Tuesday, May 5, 2020
U.S. News Law School Academic Reputation Scores, 1998-2020
Robert L. Jones (Northern Illinois), Academic Reputation Scores for Law Schools Rise Significantly in 2020:
This Article summarizes the results of the U.S. News & World Report rankings published in 2020 with respect to the academic reputation scores of law schools. In addition to analyzing the most recent results for the U.S. News rankings, the Article supplements the more extensive longitudinal study published by this author in 2013. The Article also includes updated appendices from the prior study that catalog the U.S. News academic reputation scores for every law school between 1998 and 2020.
School | 2020 Peer Assessment Score | 1998 Peer Assessment Score | Change Between 1998 & 2020 |
Texas A&M | 2.6 | 1.5 | 1.1 |
Alabama | 3.3 | 2.5 | 0.8 |
Georgia State | 2.9 | 2.2 | 0.7 |
Michigan State | 2.5 | 1.8 | 0.7 |
Howard | 2.7 | 2.1 | 0.6 |
Pepperdine | 2.7 | 2.2 | 0.5 |
CUNY | 2.3 | 1.8 | 0.5 |
Florida State | 3.1 | 2.6 | 0.5 |
Arizona State | 3.3 | 2.9 | 0.4 |
Denver | 2.9 | 2.5 | 0.4 |
Seattle | 2.4 | 2.0 | 0.4 |
Fordham | 3.3 | 3.0 | 0.3 |
Georgia | 3.3 | 3.0 | 0.3 |
Northeastern | 2.6 | 2.3 | 0.3 |
Richmond | 2.8 | 2.5 | 0.3 |
Washington Univ. | 3.7 | 3.4 | 0.3 |
https://taxprof.typepad.com/taxprof_blog/2020/05/us-news-law-school-academic-reputation-scores-1998-2020.html
Here's USNWR's current, ahem, methodology:
"Quality assessment (weighted by 0.50): In fall 2019, deans and three faculty members at each school were asked to rate programs on a scale of 1 (marginal) to 5 (outstanding); 65% of the people surveyed responded.
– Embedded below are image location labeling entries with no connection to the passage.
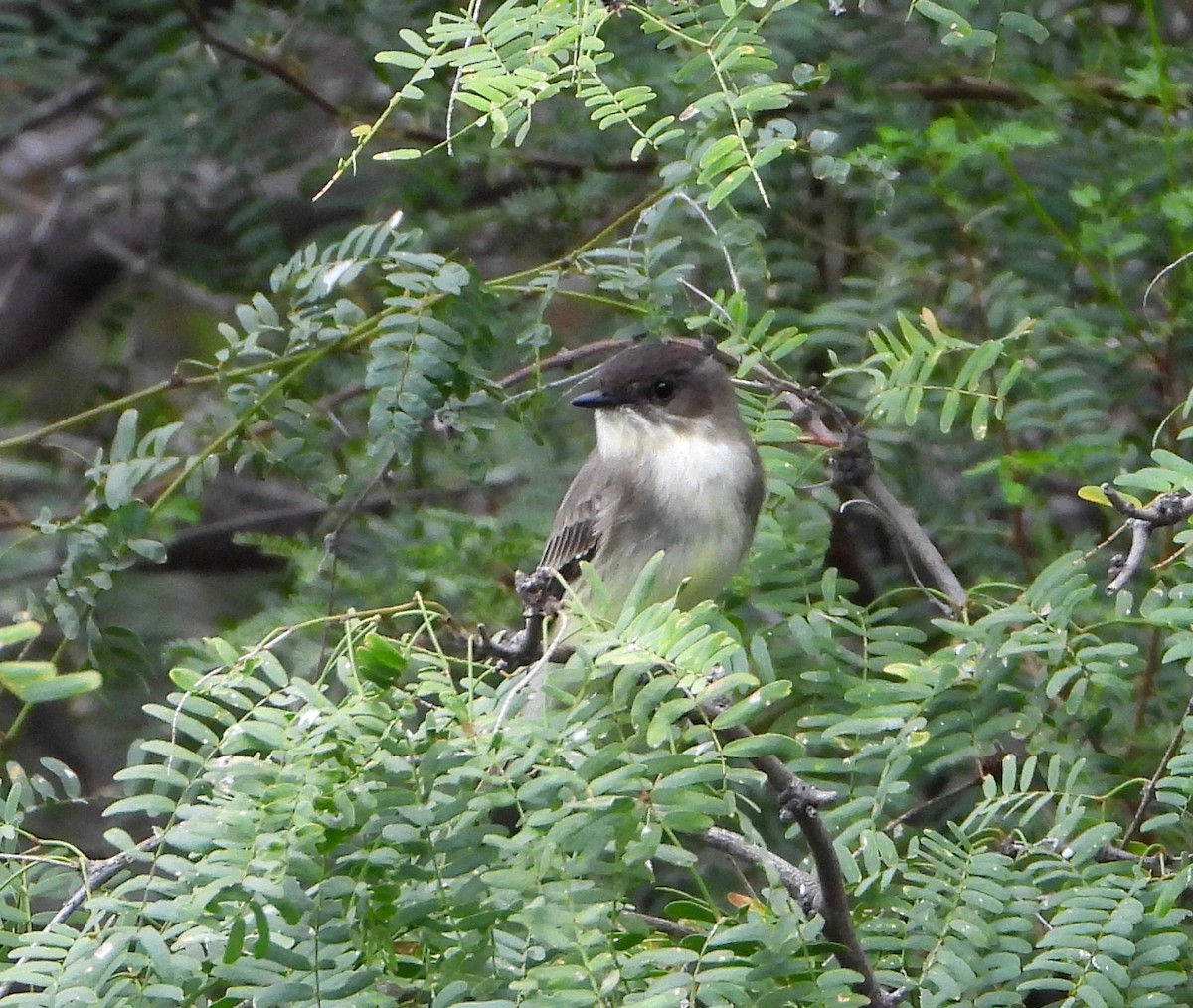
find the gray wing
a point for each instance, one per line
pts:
(580, 524)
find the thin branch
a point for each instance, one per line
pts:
(803, 888)
(662, 924)
(1149, 788)
(800, 803)
(827, 424)
(98, 875)
(1142, 522)
(263, 64)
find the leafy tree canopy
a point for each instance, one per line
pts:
(295, 296)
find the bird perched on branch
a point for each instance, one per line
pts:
(674, 469)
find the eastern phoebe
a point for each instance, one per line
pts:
(674, 469)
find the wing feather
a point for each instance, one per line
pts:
(580, 524)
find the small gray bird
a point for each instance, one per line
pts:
(674, 469)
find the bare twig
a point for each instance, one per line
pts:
(798, 883)
(853, 471)
(662, 924)
(271, 67)
(1149, 788)
(98, 874)
(1142, 522)
(800, 803)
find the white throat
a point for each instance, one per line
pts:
(697, 478)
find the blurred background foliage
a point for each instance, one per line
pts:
(231, 407)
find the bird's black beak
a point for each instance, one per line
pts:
(595, 400)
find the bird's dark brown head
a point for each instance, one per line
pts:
(666, 377)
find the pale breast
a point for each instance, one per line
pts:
(696, 483)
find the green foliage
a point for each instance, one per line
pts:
(967, 218)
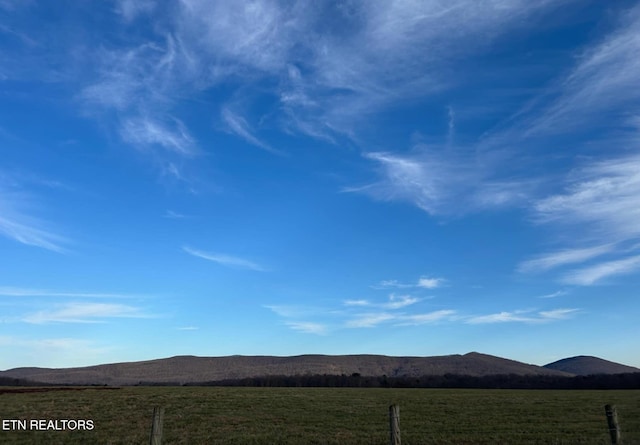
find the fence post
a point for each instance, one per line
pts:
(394, 424)
(156, 426)
(612, 420)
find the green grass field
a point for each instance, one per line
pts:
(211, 415)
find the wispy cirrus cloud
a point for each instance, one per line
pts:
(6, 291)
(308, 327)
(57, 352)
(394, 302)
(423, 282)
(18, 223)
(373, 319)
(552, 260)
(556, 294)
(143, 131)
(603, 199)
(602, 81)
(442, 182)
(599, 272)
(81, 312)
(523, 316)
(239, 126)
(224, 259)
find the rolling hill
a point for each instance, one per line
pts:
(191, 369)
(588, 365)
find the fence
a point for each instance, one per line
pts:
(394, 425)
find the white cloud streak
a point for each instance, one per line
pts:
(308, 327)
(16, 223)
(84, 313)
(423, 282)
(442, 182)
(28, 292)
(225, 260)
(523, 316)
(239, 126)
(561, 258)
(596, 273)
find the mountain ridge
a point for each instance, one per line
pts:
(589, 365)
(184, 369)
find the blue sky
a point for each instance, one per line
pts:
(282, 177)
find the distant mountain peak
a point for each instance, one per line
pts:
(589, 365)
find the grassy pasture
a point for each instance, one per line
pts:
(215, 415)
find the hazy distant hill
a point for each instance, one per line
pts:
(190, 369)
(587, 365)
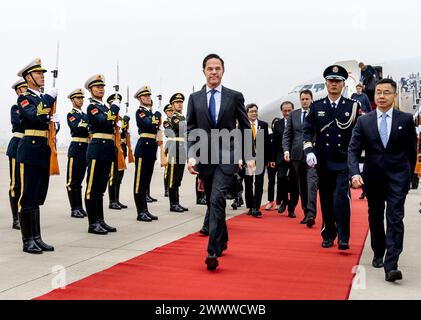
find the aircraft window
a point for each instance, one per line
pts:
(318, 87)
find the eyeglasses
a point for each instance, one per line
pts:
(384, 93)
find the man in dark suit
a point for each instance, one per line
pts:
(329, 124)
(293, 152)
(287, 181)
(389, 140)
(215, 108)
(254, 198)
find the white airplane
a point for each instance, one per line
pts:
(404, 72)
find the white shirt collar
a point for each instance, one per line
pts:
(218, 88)
(379, 113)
Scores for each school were averaged to produce the average peer assessment score. U.S. News collected the assessment data."
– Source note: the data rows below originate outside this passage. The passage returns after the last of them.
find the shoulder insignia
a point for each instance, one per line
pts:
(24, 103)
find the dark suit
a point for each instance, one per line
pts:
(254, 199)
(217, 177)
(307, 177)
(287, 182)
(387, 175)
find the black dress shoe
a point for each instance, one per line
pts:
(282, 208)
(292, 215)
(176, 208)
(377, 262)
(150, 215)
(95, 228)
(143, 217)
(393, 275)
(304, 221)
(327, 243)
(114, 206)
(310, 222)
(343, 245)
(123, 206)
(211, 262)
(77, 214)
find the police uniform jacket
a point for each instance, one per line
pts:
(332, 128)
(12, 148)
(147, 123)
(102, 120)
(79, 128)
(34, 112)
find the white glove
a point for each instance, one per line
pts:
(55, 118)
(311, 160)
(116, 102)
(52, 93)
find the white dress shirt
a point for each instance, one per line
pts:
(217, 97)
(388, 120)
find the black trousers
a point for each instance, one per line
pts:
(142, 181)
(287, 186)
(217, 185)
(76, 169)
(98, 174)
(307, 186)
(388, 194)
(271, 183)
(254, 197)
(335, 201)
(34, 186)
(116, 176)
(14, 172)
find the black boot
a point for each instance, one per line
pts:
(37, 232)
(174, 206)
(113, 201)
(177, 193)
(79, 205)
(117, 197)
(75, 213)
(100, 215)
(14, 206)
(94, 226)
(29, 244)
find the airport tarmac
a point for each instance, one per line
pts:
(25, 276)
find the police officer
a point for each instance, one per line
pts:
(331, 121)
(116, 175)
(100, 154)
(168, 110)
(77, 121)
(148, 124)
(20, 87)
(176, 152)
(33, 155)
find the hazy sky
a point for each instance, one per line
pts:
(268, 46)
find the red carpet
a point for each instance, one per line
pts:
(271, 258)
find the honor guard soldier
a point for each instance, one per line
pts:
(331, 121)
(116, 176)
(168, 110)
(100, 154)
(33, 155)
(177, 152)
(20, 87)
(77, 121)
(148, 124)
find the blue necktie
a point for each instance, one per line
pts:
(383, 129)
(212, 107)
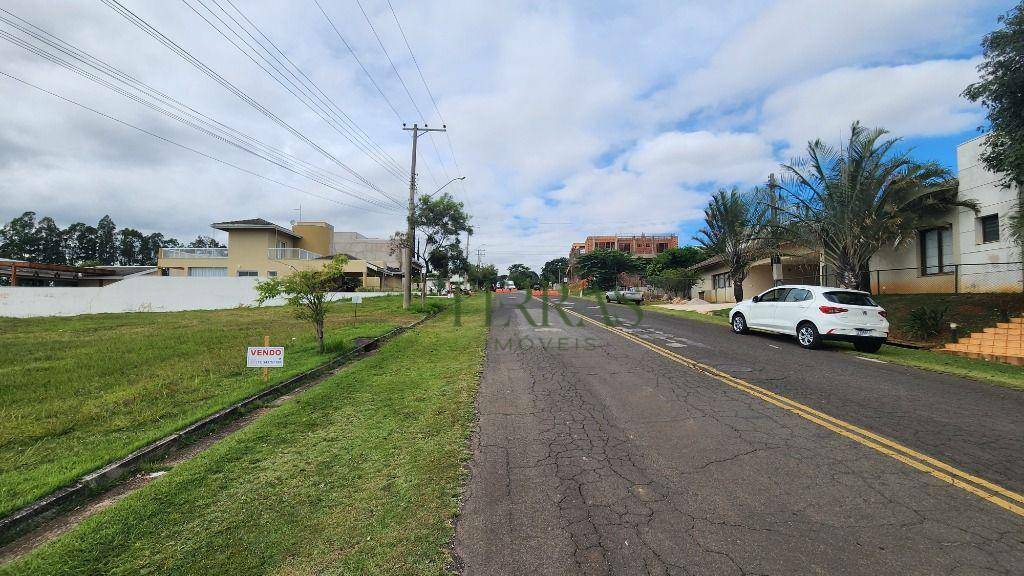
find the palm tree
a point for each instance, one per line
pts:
(734, 225)
(851, 201)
It is unclear, at least to me, as to whether "deans" means "The [head] Dean" or "every sub-executive vice-president of deanery." I'm sure some of this site's readers know the answer. My question is this: if it is just the dean and three profs per school who fill this thing out, and it tends to be the same folk doing it year after year, even a slight disruption, say dean turnover and prof retirements caused by the Great Recession, could meaningfully move the needle on these numbers if the new folk have different impressions of the schools' reputations, right? Or if the response rate meaningfully increased or decreased?